Seasonal Recipe of the Week
Spring is finally here, and that means BBQ season. We cook outside all year. Yes, we cheat and have a gas grill, but it's so damn convenient and sometimes we throw on some apple wood for that smokey flavor. My friend Rick says you have to use charcoal and a Weber, whatever, the important thing is it tastes good. Besides the main course, which ends up on the grill, I like the side dishes, which go with outdoor cooking. I thought we would start the season with a real oldie but goodie, Sweet and sour corn relish.

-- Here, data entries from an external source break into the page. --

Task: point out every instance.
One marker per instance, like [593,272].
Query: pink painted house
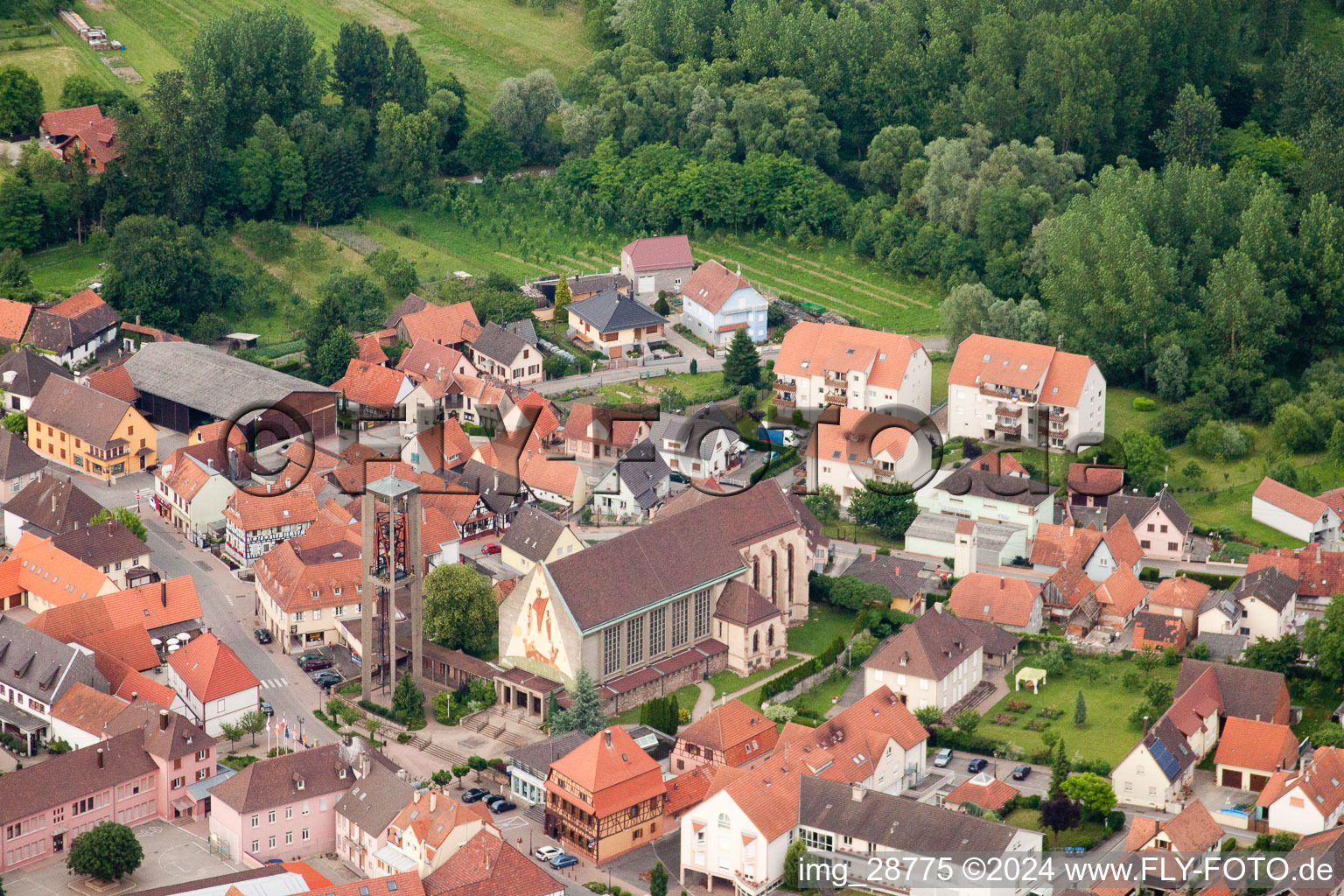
[283,808]
[136,774]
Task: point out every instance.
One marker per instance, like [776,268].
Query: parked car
[313,662]
[327,679]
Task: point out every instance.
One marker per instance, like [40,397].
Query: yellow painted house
[85,430]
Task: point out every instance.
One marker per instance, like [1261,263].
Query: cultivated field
[480,40]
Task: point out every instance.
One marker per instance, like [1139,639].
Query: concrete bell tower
[390,529]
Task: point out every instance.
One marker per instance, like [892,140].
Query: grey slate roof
[30,373]
[523,329]
[207,381]
[1223,647]
[17,458]
[536,758]
[498,343]
[696,429]
[902,578]
[972,480]
[374,801]
[642,471]
[895,822]
[52,506]
[37,664]
[929,648]
[612,312]
[533,534]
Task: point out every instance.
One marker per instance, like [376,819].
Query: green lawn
[820,697]
[726,682]
[824,624]
[1086,833]
[686,699]
[66,269]
[1106,734]
[480,40]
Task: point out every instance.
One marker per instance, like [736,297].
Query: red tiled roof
[659,253]
[486,865]
[370,384]
[14,318]
[1304,507]
[211,669]
[444,324]
[993,598]
[886,356]
[612,768]
[983,790]
[711,285]
[732,727]
[1256,745]
[1180,592]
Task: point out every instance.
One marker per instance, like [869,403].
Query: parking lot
[172,855]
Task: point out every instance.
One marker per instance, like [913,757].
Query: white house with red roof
[717,303]
[657,263]
[864,369]
[1018,393]
[1288,511]
[213,682]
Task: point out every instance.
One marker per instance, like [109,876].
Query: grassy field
[726,682]
[825,273]
[480,40]
[1106,734]
[686,699]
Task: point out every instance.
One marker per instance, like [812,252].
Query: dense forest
[1158,183]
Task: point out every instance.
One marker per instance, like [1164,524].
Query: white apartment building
[864,369]
[1003,389]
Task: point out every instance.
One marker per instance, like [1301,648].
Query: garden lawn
[1088,833]
[1106,734]
[686,699]
[824,624]
[820,697]
[726,682]
[65,269]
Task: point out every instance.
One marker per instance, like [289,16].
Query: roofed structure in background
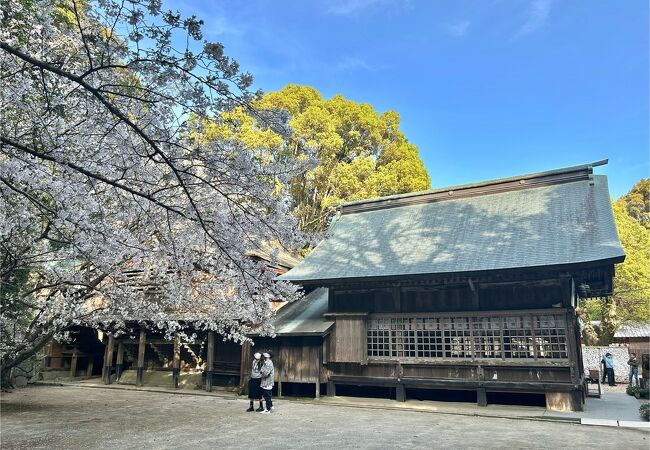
[304,317]
[552,218]
[275,257]
[632,329]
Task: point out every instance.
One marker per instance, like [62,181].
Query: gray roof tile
[554,224]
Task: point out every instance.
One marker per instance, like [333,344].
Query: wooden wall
[348,342]
[457,297]
[297,359]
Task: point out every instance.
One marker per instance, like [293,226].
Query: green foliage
[361,153]
[644,411]
[632,281]
[637,202]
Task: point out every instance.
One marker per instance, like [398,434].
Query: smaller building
[634,335]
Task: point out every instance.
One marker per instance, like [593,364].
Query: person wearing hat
[608,361]
[254,390]
[268,373]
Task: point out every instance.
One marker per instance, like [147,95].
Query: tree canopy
[637,202]
[360,153]
[632,280]
[100,176]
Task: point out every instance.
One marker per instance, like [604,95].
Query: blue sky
[485,88]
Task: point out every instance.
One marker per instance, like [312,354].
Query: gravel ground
[74,417]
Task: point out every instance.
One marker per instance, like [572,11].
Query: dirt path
[74,417]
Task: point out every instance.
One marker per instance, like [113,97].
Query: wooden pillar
[91,362]
[318,357]
[481,397]
[108,363]
[140,367]
[400,393]
[119,365]
[209,365]
[331,388]
[176,365]
[73,364]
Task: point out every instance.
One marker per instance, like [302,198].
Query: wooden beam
[139,378]
[209,364]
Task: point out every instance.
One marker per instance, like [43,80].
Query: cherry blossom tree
[111,208]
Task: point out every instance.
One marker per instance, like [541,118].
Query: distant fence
[592,356]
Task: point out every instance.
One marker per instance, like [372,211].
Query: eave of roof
[558,218]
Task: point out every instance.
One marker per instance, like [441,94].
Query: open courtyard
[51,417]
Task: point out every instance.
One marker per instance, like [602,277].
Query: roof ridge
[517,182]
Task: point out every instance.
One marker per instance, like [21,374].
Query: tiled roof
[304,317]
[633,329]
[495,225]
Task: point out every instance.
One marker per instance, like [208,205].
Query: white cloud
[458,29]
[347,7]
[537,16]
[353,63]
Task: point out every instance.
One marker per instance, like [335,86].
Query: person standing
[633,362]
[268,373]
[608,360]
[254,390]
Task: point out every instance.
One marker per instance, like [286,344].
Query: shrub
[644,411]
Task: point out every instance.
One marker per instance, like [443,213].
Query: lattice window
[379,338]
[403,338]
[518,337]
[487,337]
[550,336]
[429,338]
[457,337]
[511,337]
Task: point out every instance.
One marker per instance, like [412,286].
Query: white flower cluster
[111,208]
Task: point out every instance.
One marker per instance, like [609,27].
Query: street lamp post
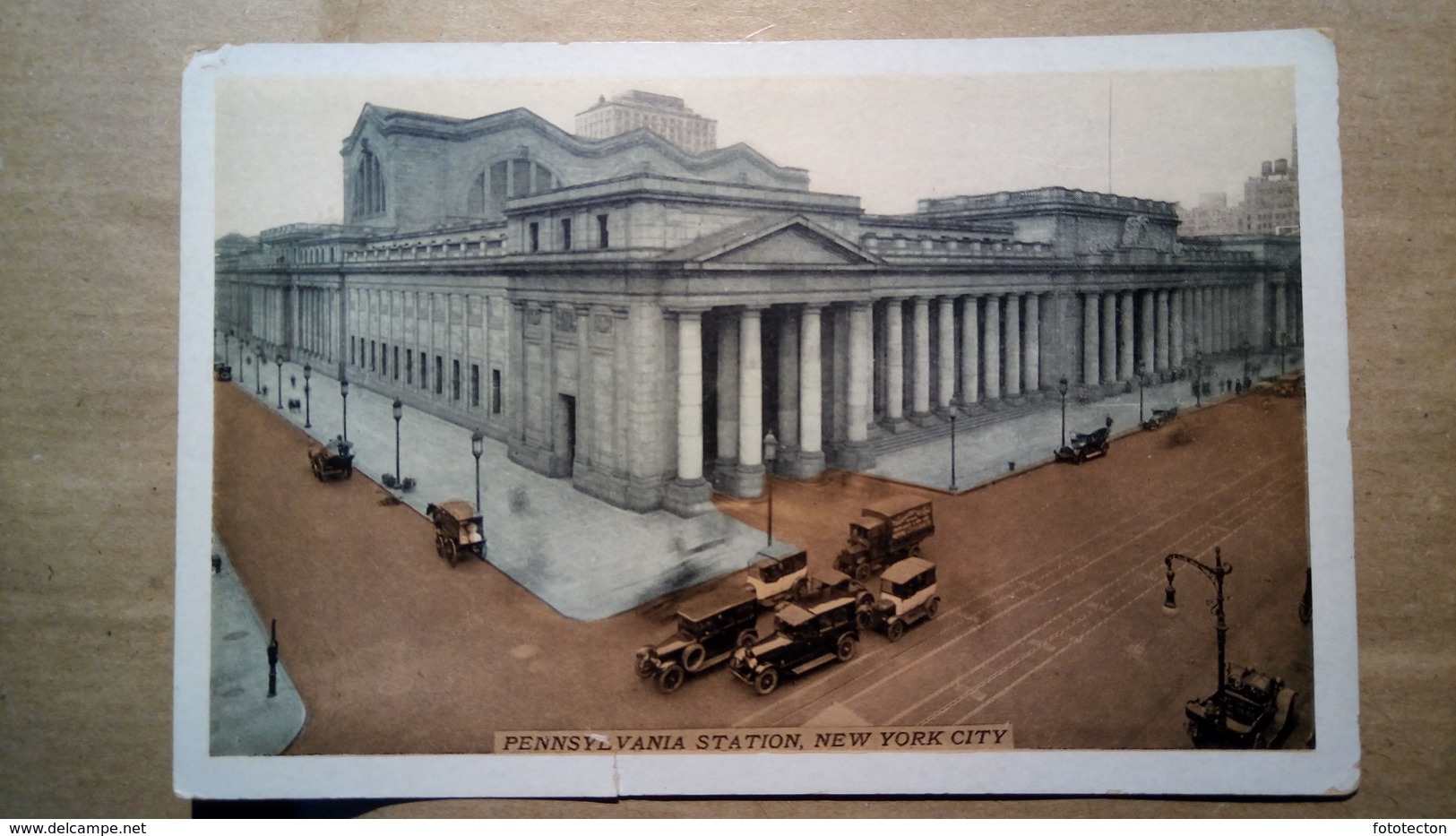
[400,412]
[307,401]
[344,392]
[477,447]
[1216,573]
[1062,389]
[1197,379]
[771,452]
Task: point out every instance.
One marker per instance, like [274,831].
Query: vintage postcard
[764,418]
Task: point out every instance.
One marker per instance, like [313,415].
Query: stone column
[857,453]
[1090,372]
[990,344]
[1280,312]
[1146,337]
[810,462]
[1162,331]
[1176,338]
[1124,360]
[1110,337]
[749,477]
[727,388]
[894,363]
[788,418]
[947,360]
[689,494]
[1031,346]
[920,373]
[970,353]
[1012,346]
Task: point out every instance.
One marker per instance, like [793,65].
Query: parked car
[1251,711]
[459,530]
[908,593]
[804,638]
[1083,447]
[1160,417]
[710,628]
[332,461]
[778,573]
[887,532]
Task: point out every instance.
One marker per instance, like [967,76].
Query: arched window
[368,185]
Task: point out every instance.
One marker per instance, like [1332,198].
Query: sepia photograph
[764,418]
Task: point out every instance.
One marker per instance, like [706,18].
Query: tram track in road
[1031,586]
[1102,605]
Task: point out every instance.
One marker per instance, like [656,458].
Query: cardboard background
[89,181]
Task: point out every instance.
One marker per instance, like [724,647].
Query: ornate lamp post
[307,402]
[1142,382]
[952,451]
[1062,389]
[1197,379]
[400,412]
[771,452]
[344,392]
[477,447]
[1216,573]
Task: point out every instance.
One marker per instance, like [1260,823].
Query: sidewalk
[987,452]
[609,559]
[582,556]
[244,719]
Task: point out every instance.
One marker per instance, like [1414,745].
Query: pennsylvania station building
[635,309]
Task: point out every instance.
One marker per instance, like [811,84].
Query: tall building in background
[1270,204]
[664,116]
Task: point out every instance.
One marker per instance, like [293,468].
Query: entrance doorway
[565,435]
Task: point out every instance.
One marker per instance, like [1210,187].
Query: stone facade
[636,319]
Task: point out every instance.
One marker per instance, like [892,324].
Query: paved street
[1053,586]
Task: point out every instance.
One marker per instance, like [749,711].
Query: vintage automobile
[332,461]
[829,584]
[459,530]
[1085,447]
[778,573]
[1159,418]
[804,638]
[887,532]
[908,594]
[1251,711]
[710,628]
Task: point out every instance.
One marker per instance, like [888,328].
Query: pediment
[789,245]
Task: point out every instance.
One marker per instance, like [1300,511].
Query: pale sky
[884,139]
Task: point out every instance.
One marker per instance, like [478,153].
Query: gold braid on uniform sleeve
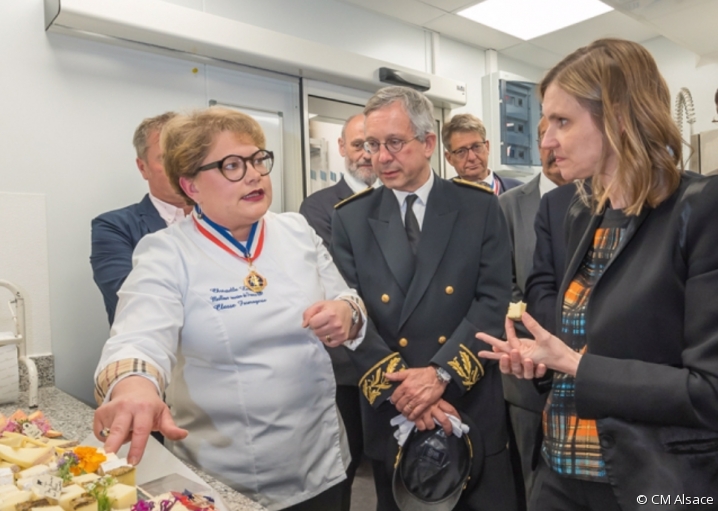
[373,384]
[466,367]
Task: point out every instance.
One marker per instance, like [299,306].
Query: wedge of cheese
[124,474]
[69,493]
[84,503]
[37,470]
[122,495]
[26,457]
[84,479]
[8,501]
[516,309]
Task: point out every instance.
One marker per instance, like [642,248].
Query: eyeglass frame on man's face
[477,148]
[219,164]
[396,144]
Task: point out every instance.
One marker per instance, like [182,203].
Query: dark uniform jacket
[427,311]
[115,235]
[650,376]
[318,209]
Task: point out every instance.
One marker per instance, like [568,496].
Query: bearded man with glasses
[431,277]
[467,150]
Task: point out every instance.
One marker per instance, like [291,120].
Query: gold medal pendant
[254,281]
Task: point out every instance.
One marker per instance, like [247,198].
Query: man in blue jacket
[116,233]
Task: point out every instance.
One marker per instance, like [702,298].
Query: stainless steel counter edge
[74,419]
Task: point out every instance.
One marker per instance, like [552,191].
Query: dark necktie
[411,224]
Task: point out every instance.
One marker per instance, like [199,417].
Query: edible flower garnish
[89,460]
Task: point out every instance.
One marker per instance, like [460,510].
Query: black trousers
[348,404]
[525,426]
[554,492]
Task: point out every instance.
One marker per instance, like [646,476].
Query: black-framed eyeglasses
[234,167]
[393,145]
[477,148]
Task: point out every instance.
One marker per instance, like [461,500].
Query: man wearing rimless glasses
[467,150]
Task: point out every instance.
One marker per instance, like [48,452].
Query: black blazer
[115,235]
[549,260]
[429,310]
[650,374]
[544,277]
[507,183]
[318,208]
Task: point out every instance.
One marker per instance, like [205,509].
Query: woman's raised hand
[134,411]
[529,358]
[330,320]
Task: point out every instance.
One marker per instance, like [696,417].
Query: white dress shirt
[255,390]
[358,185]
[419,207]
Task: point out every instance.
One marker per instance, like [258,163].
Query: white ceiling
[690,23]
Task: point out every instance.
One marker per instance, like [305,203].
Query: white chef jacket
[254,389]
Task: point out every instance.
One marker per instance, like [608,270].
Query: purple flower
[143,505]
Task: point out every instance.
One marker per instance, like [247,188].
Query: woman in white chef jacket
[234,304]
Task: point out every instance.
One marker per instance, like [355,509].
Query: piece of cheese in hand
[516,310]
[122,495]
[8,501]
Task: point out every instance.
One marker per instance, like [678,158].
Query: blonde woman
[633,409]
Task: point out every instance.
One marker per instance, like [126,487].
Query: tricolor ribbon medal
[222,237]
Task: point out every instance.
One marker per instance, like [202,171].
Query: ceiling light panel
[527,19]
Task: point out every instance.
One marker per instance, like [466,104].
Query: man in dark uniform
[432,262]
[467,150]
[318,209]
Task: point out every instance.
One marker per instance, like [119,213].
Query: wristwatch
[442,374]
[355,312]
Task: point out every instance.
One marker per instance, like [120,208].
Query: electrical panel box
[519,118]
[511,112]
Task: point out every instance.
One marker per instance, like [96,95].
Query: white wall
[682,68]
[70,107]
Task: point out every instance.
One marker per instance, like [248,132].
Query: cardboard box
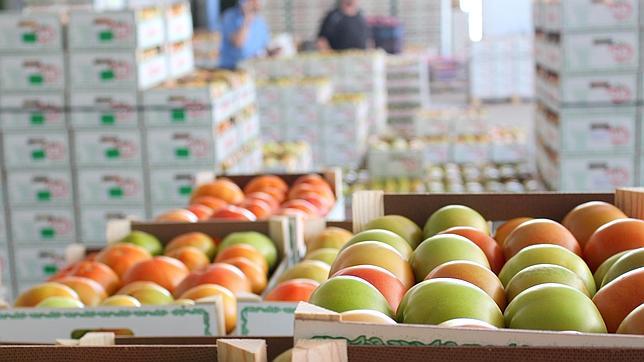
[174,186]
[201,106]
[117,69]
[33,111]
[25,32]
[166,321]
[185,147]
[37,72]
[583,15]
[585,172]
[40,188]
[315,322]
[126,29]
[98,109]
[44,225]
[178,22]
[29,149]
[613,51]
[117,186]
[93,222]
[108,148]
[181,59]
[38,263]
[588,130]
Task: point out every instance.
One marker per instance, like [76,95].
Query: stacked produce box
[294,98]
[502,69]
[37,156]
[407,89]
[588,76]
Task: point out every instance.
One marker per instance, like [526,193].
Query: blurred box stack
[205,122]
[114,55]
[407,90]
[502,69]
[588,68]
[40,216]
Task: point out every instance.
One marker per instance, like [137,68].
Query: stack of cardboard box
[588,79]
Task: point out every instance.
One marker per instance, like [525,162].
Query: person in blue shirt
[245,33]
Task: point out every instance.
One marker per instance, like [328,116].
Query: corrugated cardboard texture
[495,207]
[466,354]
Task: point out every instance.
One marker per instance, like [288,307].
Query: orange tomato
[620,297]
[166,272]
[122,256]
[612,238]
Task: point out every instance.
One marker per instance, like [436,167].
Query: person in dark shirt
[344,28]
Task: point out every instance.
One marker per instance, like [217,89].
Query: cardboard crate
[33,111]
[33,72]
[117,69]
[126,29]
[44,188]
[584,15]
[610,51]
[32,149]
[108,148]
[318,323]
[174,186]
[103,109]
[116,186]
[26,32]
[199,106]
[588,130]
[93,221]
[44,225]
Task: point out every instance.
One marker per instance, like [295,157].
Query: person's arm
[239,37]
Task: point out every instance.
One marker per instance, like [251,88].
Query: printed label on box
[173,186]
[96,148]
[188,147]
[26,32]
[28,188]
[91,109]
[94,220]
[110,187]
[32,72]
[43,225]
[32,111]
[114,30]
[29,149]
[39,263]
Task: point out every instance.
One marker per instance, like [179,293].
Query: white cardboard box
[612,51]
[92,109]
[38,263]
[32,72]
[581,15]
[40,188]
[174,186]
[116,29]
[117,69]
[93,221]
[187,106]
[117,186]
[108,148]
[29,149]
[43,225]
[185,147]
[589,130]
[33,110]
[20,32]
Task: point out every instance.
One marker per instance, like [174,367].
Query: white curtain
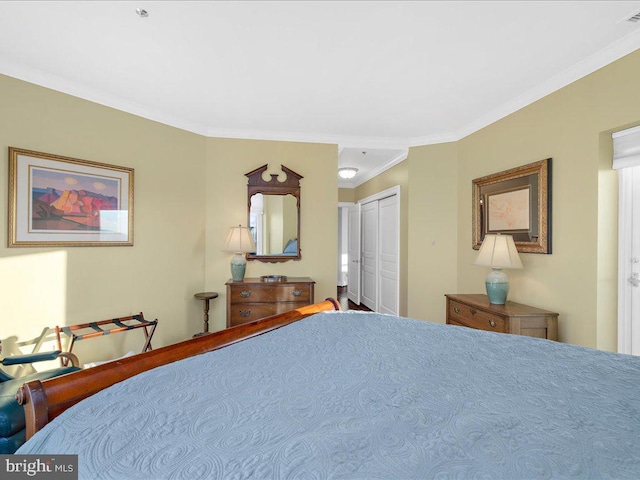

To make this worth eating you must use fresh corn.
Ingredients
5 ears fresh corn
1 1/2 cups chopped red onion
1 cup diced red pepper
3 cups white wine vinegar
1/2 cup sugar
1 teaspoon mustard seeds
1 teaspoon celery seeds
1 tablespoon Kosher salt
1 tablespoon coarsely chopped black pepper
Procedure
Start by carefully cutting the kernels off the cob. Now just combine all the ingredients into a large saucepan and bring to the boil. Then reduce heat and simmer till mixture thickens slightly, about 45 minutes. This will keep in the fridge for 1 week or you can put it into sterilized jars. This makes 6 cups. Great with Burgers!